The fundamentals section of the CellML specification introduces some concepts that are used throughout the entire language, and defines rules that are referenced in all or many of the other parts of the specification. These include the definition of names in CellML and recommended practice for the use of namespaces in CellML.
The most common use of a CellML identifier is the name attribute required on many basic elements in CellML. The value of this attribute can be used to reference that element from elsewhere in the model definition or from another model definition altogether. An object's name can generally be thought of as a unique identifier for that object. Although the XML specification defines a mechanism for specifying that the value of an attribute is unique across an entire document (with the ID attribute type), we choose not to make use of that functionality because an object's name need only be unique across its own class of objects.
The generation of computer code for running simulations is one of the target applications for CellML. The value of an object's name attribute is intended to be a suitable name for the same object when it is represented in computer code. For this reason, CellML identifiers must consist of only alphanumeric characters and the underscore character ("_") and are subject to some additional constraints outlined below. These names will generally not be the most effective way of identifying the object to humans working with CellML models, as it is not possible to include whitespace or formatting. More human readable names can be defined and associated with CellML objects using the metadata functionality introduced in Section 8.
The XML specification is based on the Unicode standard, which defines a scheme for 16 bit character encoding. Thus it is possible to include, for instance, Japanese characters in a valid XML document. In the interests of making the code generation process as convenient as possible for those using mainstream programming languages, CellML identifiers are subject to the following constraints:
- An identifier must consist only of alphanumeric characters from the US-ASCII character set and underscore characters,
- An identifier must start with a letter or underscore,
- If an identifier starts with an underscore, then the second character must be a letter.
Convenient code generation is also the reason why colons, periods, and hyphens may not appear in CellML identifier. CellML identifiers are case sensitive: a variable with an identifier of ABC is different from a variable with an identifier of abc .
The specification of a valid CellML identifier is identical to the definition of a valid object name in SBML. This should simplify the process of translating model definitions between the two languages.
Namespaces in XML is a companion specification to the main XML specification. It provides a facility for associating the elements and/or attributes in all or part of a document with a particular schema, as indicated by a Uniform Resource Identifier (URI). The key aspect of the URI is that it is unique. The value of the URI need not have anything to do with the XML document that uses it, although typically it would be a good location for the XML Schema or DTD that defines the rules for the document type. The URI may be mapped to a prefix, which may then be used in front of element and attribute names, separated by a colon. If not mapped to a prefix, the URI sets the default schema for the current element and all of its children.
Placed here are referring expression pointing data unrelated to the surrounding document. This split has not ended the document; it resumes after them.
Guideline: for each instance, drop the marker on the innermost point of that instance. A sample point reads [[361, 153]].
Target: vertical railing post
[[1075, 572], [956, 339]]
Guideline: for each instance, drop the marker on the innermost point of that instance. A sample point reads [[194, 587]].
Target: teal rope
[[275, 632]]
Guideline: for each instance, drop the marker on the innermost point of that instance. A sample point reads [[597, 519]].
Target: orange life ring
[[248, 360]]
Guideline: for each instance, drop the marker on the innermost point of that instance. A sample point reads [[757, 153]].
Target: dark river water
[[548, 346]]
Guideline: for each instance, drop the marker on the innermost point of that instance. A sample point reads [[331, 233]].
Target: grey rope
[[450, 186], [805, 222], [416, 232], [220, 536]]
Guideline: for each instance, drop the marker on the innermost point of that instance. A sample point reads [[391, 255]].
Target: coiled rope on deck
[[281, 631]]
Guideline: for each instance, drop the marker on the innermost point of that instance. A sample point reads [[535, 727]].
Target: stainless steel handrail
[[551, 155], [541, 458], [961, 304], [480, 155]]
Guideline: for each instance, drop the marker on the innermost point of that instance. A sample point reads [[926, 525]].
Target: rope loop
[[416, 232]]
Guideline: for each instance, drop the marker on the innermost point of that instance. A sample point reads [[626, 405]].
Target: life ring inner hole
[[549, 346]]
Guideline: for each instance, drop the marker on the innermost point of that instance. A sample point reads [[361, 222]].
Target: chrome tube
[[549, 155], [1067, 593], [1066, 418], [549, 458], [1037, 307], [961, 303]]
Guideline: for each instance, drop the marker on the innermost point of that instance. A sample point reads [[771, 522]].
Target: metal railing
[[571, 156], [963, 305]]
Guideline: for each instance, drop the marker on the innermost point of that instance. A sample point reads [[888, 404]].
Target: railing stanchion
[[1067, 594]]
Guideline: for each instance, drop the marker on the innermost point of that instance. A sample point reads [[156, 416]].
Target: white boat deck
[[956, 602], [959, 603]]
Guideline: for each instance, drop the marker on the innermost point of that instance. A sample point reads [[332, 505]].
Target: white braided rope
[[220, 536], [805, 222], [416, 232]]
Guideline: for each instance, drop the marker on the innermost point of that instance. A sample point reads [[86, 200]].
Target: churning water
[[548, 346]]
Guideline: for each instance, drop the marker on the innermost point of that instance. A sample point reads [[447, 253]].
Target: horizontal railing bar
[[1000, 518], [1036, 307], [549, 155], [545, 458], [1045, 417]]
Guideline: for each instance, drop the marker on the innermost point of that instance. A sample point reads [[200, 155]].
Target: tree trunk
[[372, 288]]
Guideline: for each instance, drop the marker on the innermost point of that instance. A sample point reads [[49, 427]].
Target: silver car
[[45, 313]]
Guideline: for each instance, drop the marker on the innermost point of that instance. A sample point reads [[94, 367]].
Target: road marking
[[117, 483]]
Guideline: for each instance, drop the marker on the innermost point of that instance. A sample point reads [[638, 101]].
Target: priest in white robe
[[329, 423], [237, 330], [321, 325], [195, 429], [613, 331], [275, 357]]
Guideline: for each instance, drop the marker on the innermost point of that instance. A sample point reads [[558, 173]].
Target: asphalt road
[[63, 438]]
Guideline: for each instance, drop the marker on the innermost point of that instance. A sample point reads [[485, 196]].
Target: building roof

The CellML specification defines a small number of elements and attributes and a namespace with which they must be associated. Associating CellML elements and attributes with the CellML namespace allows them to be differentiated from elements and attributes from other vocabularies with which CellML syntax might be combined in a CellML document. For instance, CellML makes use of the MathML vocabulary for the definition of equations, and all MathML elements must be placed in the MathML namespace in order for CellML processing software to recognise those elements. Applications that store their own proprietary data within a CellML document must define their own namespaces, and associate their own elements and attributes with those namespaces, as discussed in Section 2.2.3.
The scope of CellML is specifically limited to the definition of model structure. The CellML namespace includes all elements and attributes that define the structure of a model. All other information that may be included in a CellML document, such as mathematics and metadata, is included using other namespaces. Metadata is placed in a variety of namespaces, as described in Section 8. The MathML namespace is given special importance, because content in this namespace is considered as fundamental as content in the CellML namespace. An empty CellML element may not contain content in either the CellML or MathML namespace, although it may contain content in other namespaces, including the metadata namespaces defined in this specification.
Table 1 defines all of the namespaces used in the rules defined in this specification. The first three namespaces are in the cellml.org domain, and are associated with the core model structure elements, some custom metadata elements, and an XML serialization of the Object Management Group's bibliographic query service (BQS) data model created for storing citations in CellML. The MathML and RDF namespaces are defined in standards administered by the World Wide Web Consortium. Finally, the Dublin Core and Dublin Core Qualifiers namespaces reference standards for metadata specification administered by the Dublin Core organisation.
Namespace Name |
Namespace URI |
Preferred Prefix |
CellML |
http://www.cellml.org/2001/03/cellml |
cellml |
CellML Metadata |
http://www.cellml.org/2001/03/metadata |
cmeta |
CellML BQS |
http://www.cellml.org/2001/03/bqs |
bqs |
MathML |
http://www.w3.org/1998/Math/MathML |
mathml |
RDF |
http://www.w3c.org/1999/02/22-rdf-syntax-ns# |
rdf |
Dublin Core |
http://purl.org/dc/elements/1.0 |
dc |
Dublin Core Qualifiers |
http://purl.org/dc/qualifiers/1.0 |
dcq |
Table 1
The CellML specification defines the expected behaviour of CellML processing software for XML elements and attributes that are in these namespaces. Applications may not place their own elements and attributes in these namespaces. See text for more details.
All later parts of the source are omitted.